Well-seasoned water is the foundation of every delicious pasta dish. These days, you’d be hard-pressed to find a pasta recipe that doesn’t instruct you to salt the cooking water, but beyond vaguely invoking the sea, few of them bother to tell you how much salt is enough.
Ocean salinity is a known quantity — about 3.5 per cent on average — but recipes rarely extrapolate it into actual measurements. Seawater contains roughly 35g of dissolved salt per litre, and even though tap water contains some salt, that’s about what you’d need to add to emulate the briny deep.
If 35g sounds like a lot, it is: Two tablespoons of table salt per litre of water, to be exact.
As anyone who’s accidentally swallowed a gulp or two of real seawater can tell you, 35g per litre is way too much salt — even though most of it goes down the drain. If that’s the case, why is seawater the benchmark for pasta water seasoning?
Maybe it’s because most people don’t have a strong enough taste memory of seawater to accurately replicate it; they just know it’s pretty salty. Instructing cooks to aim for something “as salty as the sea” ensures not just that they’re adding a perceptible amount of salt, but that they’re actually bothering to taste the water before dumping in the pasta.

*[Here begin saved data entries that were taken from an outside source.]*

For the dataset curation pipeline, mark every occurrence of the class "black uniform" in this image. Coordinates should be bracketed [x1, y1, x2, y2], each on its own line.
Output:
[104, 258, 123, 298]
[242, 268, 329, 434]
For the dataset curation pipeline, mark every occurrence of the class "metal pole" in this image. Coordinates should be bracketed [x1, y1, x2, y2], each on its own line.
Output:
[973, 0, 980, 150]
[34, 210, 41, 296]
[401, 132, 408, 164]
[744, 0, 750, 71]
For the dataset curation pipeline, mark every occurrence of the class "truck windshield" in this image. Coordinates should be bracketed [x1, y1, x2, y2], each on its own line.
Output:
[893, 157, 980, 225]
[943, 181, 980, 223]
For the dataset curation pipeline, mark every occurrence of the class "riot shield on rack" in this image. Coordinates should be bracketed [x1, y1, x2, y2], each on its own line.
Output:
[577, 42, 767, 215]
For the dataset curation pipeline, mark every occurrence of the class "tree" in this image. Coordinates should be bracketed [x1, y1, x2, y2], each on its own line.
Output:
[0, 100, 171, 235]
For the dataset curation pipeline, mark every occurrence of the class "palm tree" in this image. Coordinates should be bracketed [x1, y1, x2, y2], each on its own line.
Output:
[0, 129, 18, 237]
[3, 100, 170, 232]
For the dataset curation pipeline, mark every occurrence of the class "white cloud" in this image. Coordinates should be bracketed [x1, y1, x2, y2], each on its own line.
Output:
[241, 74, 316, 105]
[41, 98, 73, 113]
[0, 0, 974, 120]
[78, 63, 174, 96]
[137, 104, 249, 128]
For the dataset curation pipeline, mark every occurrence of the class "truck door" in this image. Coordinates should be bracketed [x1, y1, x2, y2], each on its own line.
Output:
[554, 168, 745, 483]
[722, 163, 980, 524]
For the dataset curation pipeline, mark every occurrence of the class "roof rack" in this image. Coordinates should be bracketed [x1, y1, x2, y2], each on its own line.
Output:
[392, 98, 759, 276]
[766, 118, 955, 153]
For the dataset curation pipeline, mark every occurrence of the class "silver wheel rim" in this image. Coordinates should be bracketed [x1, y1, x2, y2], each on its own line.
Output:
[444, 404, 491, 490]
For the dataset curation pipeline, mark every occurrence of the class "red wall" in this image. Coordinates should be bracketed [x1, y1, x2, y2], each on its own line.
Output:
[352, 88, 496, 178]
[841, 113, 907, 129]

Salting to taste is a crucial culinary skill, but slurping boiling-hot salt water from a tasting spoon kind of sucks. This is where guidelines come in handy. I like estimating salt quantities based on the size of the pot I’m using rather than per litre of water because it requires less arithmetic.
One heaping tablespoon of table salt is perfect for a mostly-full 3 or 4L saucepan, and I’ve found that my 7.5L stock pot can handle as much as a quarter cup. These quantities also apply to ground sea salt.
Of course, the exact amount of salt depends on the volume of your pot and the dish you’re making, especially if you plan on using the pasta water to pull the sauce together. Penne puttanesca will probably need less salt than, say, spaghetti aglio e olio. Use your best judgement — you can always add more.
This article has been updated since its original publication.